Les millenials, comme on les appelle, ont bien révisé leurs classiques grâce au rappeur, bien en forme sur la grande scène du GoCo. Au jeu du blind test, les fans de l’artiste de 48 ans étaient très forts.

Des tubes à l’ancienne

Il faut dire que Rohff n’a enchaîné que des tubes pour célébrer les 20 ans de la sortie de son album La Fierté des nôtres (en réalité 22 ans, l’opus date de 2004).
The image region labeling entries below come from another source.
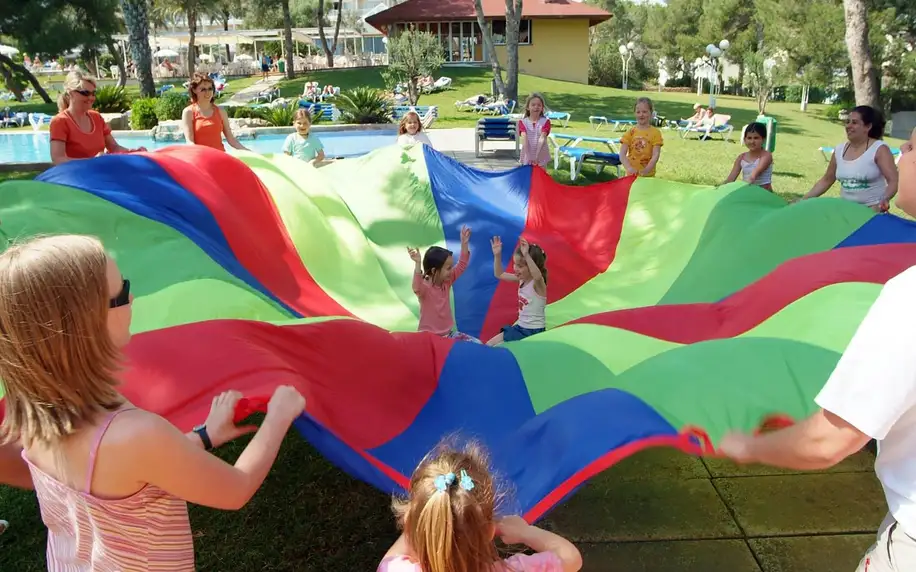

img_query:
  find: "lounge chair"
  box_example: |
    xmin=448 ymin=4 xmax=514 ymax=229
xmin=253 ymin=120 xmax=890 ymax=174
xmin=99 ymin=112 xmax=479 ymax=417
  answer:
xmin=299 ymin=99 xmax=340 ymax=121
xmin=588 ymin=115 xmax=636 ymax=131
xmin=474 ymin=117 xmax=519 ymax=157
xmin=682 ymin=113 xmax=735 ymax=142
xmin=544 ymin=110 xmax=572 ymax=127
xmin=548 ymin=133 xmax=620 ymax=181
xmin=391 ymin=105 xmax=439 ymax=129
La grande team Rohff – le rappeur, ses backeurs, dont TLF, son frère, et ses nombreux danseurs, vêtus de noir et le visage partiellement caché – a investi chaque mètre carré de l’immense scène du festival. La Puissance , Le Son qui tue , Walking Dead, J’accélère ou encore   Qui est l’exemple ont résonné dans la combe à la Serpent. Le tout saupoudré de samples de poids lourds américains, comme Dr  Dre ou 50 Cent. À l’ancienne. De quoi réjouir le public, garni de plusieurs générations. Parmi elles, des trentenaires qui scandaient par cœur les paroles de Rohff, aux côtés de leurs enfants.

Un voyage dans le temps

Après avoir embarqué le GoCo dans un joli voyage dans le temps, le rappeur a terminé son concert au présent, avec un nouveau titre, qui sortira ce dimanche. Sous les acclamations d’un public qui ne chantait plus. Une partie, les plus jeunes, avait déjà filé vers la scène Zéro Gravity pour applaudir Ino Casablanca, l’un des rookies les plus en vue du rap français, qui se produisait juste après son aîné. Visiblement, c’est la génération Z qui a le dernier mot au GoCo.